Record of a Spaceborn Few Page 18

‘The main cylinder.’

‘Unlike the habitat ring – which I’ll get to – the cylinder interior was never designed for gravity, so you won’t find artigrav nets there. Everything is arranged in a circle, around a central core.’

Ghuh’loloan set down her cup. ‘Do you mean that when you go in there—’

‘We have to work in zero-g, yes.’

‘Incredible! I had no idea there were still species doing that. Not within the hull, at least!’

‘Tamsin worked there, until some years back,’ Isabel said, knowing her colleague knew her wife’s name even though they hadn’t properly met yet. ‘I’m sure she’d be happy to talk to you about it.’

‘Oh! Yes. Yes, that would be marvellous.’ Ghuh’loloan scribbled furiously. ‘Please, please, go on.’

‘At the aft end of the cylinder – as much as anything can be aft in space – we have the engines. They’re . . . they’re engines.’ She shrugged and laughed. ‘Not my area of expertise.’

‘And they don’t get much use anymore.’

‘We use them to correct orbital issues, but no, nothing like they did back in our wandering days. Now, the ring – that I can talk on for days.’ She directed the pixels into shapes she walked through every day. ‘Six hexagons, each joined to another around the main cylinder.’

‘And this used to spin, before artigrav.’

‘Right. It was a big centrifuge.’

‘Was that not unpleasant?’

Isabel shrugged. ‘I don’t know. I’ve only ever lived in artigrav. I’m sure there’s an account of how centrifugal gravity felt.’ She made a mental note to go searching for that.

Ghuh’loloan made a note as well, on her scrib. ‘So, six hexagons comprise the ring.’

‘Six hexagons. And within those, you find more hexagons. Let’s start small and work our way up.’ She thought for a moment. ‘Ah, I have just the thing.’ She accessed an animated image file intended for young kids. A lone hexagon appeared. ‘Okay, so we start with a single room. A bedroom, let’s say.’ She gestured. The hexagon shrank, and was joined by six others, creating a mathematical flower. ‘Six rooms, surrounding a seventh room. This is a home.’ The geometry expanded again. ‘Now you have six homes, surrounding a common area. We call this, predictably, a hex. You’ll hear this term a lot. Somebody’s hex is their primary address.’ Another expansion. ‘Six hexes surround a hub. This forms a neighbourhood.’

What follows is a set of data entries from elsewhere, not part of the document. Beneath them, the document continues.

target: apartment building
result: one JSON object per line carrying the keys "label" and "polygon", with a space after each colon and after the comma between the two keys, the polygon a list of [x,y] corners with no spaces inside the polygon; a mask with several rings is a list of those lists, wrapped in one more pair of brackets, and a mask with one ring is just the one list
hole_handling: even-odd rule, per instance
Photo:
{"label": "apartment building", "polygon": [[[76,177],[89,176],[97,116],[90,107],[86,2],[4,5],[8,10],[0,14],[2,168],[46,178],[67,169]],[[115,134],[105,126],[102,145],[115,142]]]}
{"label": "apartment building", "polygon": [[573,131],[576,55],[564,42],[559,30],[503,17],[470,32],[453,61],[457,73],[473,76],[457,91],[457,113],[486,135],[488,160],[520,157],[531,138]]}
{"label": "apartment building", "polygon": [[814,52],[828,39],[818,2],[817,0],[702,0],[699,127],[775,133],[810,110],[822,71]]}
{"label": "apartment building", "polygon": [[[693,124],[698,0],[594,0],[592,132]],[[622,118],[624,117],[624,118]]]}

‘And in a hub, you will find . . . ?’

‘Everyday services. Grocery stands, a medical clinic, tech swaps, cafes, playgrounds, that kind of thing.’ She gestured again. ‘All right, here’s where it starts to get big. Six neighbourhoods to a district. The space in the centre is the plaza. The amenities here vary from district to district, but in general, this is where you find your big stuff: schools, recycling centres, entertainment, long-term medical facilities, council offices, marketplaces, big gardens.’

‘We are in a plaza now, yes?’

‘Yes. And from there . . .’ The image blossomed into one final shape – six triangles comprised of six districts each, arranged around a final colossal hexagon. ‘So, all of this’ – she circled it with her hands – ‘is a deck.’ The middle area is the nucleus. That’s where you get farms and manufacturing. At the centre of everything is, well, the Centre.’

‘Where you dispose of your dead.’

‘I . . .’ Isabel chose her words carefully, knowing her colleague hadn’t meant any offence. ‘I’m not sure we’d use the word “dispose”, but yes.’

‘And then above and below the residential deck, you have . . . ?’

‘Directly above, the transport deck, where you can hop from district to district in a pod. Below, waste processing. And below that, observation.’

‘Yes, I’m very excited to see your viewing cupolas. I don’t know of any other ship architecture quite like that. Most have windows on walls, not the floor.’

‘That goes right back to the need to prevent fighting over living space. If some people have rooms with a view and others don’t, you’re going to have problems. And if centrifugal gravity is pulling our feet toward the stars, then you can’t have windows on most walls. The only people who could would be the ones with homes on the edges of each deck, and that . . . well, that would invite trouble.’

‘Ahhhhh. Yes, I see. I see.’ Ghuh’loloan’s eyestalks traced over her notes. ‘Six homes to a hex, six hexes to a neighbourhood, six neighbourhoods to a district, thirty-six districts to a deck, four decks to a . . . ?

‘Segment.’

‘A segment. And six segments to a homesteader.’

‘You’ve got it.’

The Harmagian studied the children’s images again. ‘It’s rather beautiful, in a way. Nothing wasted, nothing frivolous. Simple exponents.’

Isabel smiled. ‘It’s like a . . . oh dear, I only know the word in Ensk.’ She shifted linguistic gears. ‘Honeycomb.’

Ghuh’loloan flicked her mouth tendrils. ‘I don’t know that word. My Ensk is poor enough that I’d call it non-existent.’